StanczakDominik commented 1 year ago

Wait a minute. IIRC I thought the entire JSON is loaded into memory at (sub)package import time. Then you'd gain precisely nothing by changing the storage mechanism.

Moreover, h5py is... unwieldy at best, and a heavy dependency.

This is not something we should do unless and until we actually profile the runtime of a particle initialization and prove that loading the data is an important factor in its speed that actually needs optimizing.

If we really wanted to speed up particles... I don't know, I briefly thought about sticking them into a dataclass (#1110 is the most related, I suppose), but then again astropy.units will be slowing it down as well.

namurphy commented 1 year ago

I do remember trying out imports of different subpackages a while back, and importing plasmapy.particles had been the slowest (I think maybe around the time of #1630). My main hypotheses about the causes were the time it takes to read in the JSON files, and/or the time it takes to automatically instantiate a few particles (like plasmapy.particles.proton and plasmapy.particles.electron).

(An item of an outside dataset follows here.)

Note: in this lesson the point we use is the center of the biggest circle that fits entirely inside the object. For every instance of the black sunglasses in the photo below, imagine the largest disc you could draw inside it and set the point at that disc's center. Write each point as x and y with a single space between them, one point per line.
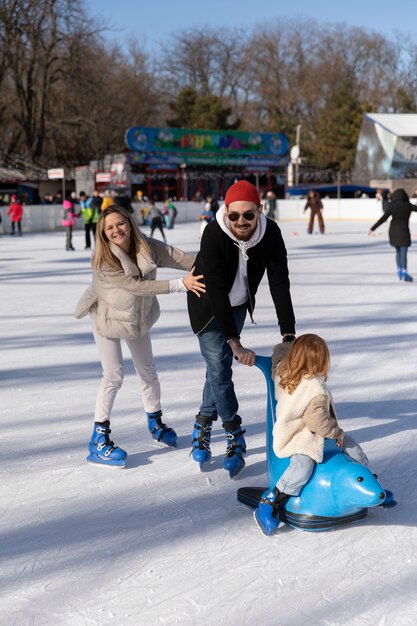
233 217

What I'm wondering about is that...the vast majority of elemental and isotopic data will not get used in a typical application, so in principle, lazy loading of data would be really helpful. However, I agree with you that profiling would be necessary for us to make good decisions.

I just started playing with...

$ python -X importtime -c "import plasmapy" 2> import_plasmapy.log
$ pip install tuna
$ tuna import_plasmapy.log

...using tuna to visualize it.

namurphy commented 1 year ago

Also...maybe HDF5 would not be the best binary format to consider. There are other alternatives with better performance.